Calibrated Uncertainty for Fine-tuned Scientific Foundation Models via Stochastic Attention

  • Yadav, Akash (University of Houston)
  • Adebiyi, Taiwo (University of Houston)
  • Zhang, Ruda (University of Houston)

Please login to view abstract download link

Scientific foundation models (SciFMs) are increasingly used for predictive modeling of complex systems, but their deployment is hindered by the lack of practical uncertainty quantification (UQ) and error characterization. A key challenge is that UQ approaches developed for traditional computational models do not directly transfer to large transformer-based models, where their black-box nature and potential distribution shifts pose significant hurdles.

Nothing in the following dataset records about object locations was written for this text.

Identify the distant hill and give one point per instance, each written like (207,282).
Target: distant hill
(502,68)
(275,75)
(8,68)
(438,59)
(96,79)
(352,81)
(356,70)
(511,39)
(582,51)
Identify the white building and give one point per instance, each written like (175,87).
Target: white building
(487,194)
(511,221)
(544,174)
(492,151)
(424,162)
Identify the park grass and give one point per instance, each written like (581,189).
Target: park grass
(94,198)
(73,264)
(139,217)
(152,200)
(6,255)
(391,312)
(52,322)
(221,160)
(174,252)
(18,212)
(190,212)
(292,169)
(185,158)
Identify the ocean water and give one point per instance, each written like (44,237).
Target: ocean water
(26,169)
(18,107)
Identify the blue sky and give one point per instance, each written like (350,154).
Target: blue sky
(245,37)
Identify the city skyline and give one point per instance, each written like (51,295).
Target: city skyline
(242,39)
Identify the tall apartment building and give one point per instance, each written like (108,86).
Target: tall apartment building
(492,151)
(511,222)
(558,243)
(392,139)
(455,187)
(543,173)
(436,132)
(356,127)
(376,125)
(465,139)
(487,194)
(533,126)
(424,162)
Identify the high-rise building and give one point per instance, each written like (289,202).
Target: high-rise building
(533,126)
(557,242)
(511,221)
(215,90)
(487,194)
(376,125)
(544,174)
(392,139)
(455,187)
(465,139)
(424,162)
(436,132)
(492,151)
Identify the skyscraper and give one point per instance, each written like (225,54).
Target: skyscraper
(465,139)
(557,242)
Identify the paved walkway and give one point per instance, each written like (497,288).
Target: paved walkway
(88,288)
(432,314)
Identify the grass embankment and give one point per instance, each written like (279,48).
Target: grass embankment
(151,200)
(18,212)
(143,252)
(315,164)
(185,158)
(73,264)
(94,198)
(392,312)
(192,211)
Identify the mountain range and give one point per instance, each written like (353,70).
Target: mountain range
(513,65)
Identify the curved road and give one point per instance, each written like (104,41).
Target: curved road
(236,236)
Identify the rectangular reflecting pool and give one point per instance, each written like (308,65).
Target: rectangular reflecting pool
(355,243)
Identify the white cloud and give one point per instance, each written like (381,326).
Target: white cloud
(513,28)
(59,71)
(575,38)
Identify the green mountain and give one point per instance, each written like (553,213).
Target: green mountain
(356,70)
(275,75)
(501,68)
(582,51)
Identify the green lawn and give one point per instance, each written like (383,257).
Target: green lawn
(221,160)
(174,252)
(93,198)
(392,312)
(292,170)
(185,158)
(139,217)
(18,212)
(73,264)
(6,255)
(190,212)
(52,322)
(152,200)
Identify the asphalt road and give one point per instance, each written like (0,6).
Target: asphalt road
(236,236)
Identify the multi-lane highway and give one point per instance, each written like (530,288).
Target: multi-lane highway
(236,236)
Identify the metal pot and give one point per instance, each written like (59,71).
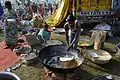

We introduce stochastic attention, a lightweight mechanism that injects controlled randomness into attention layers of transformer-based SciFMs through a single scalar hyperparameter. This induces a distribution over predictions and yields a scalable and efficient procedure for post-hoc UQ. The hyperparameter is tuned via an efficient univariate objective function to achieve well-calibrated and sharp predictive uncertainty. Our approach operates entirely at inference time, requires no retraining, and adds negligible runtime and storage overhead, making it practical for large-scale foundation models. We demonstrate our method on SciFMs for Earth system prediction, characterizing post–fine-tuning model error. We compare against probabilistic fine-tuning baselines, including non-Bayesian and approximate Bayesian methods. Results indicate that stochastic attention delivers well-calibrated, sharp uncertainty estimates and maintains competitive point forecast accuracy with minimal added complexity.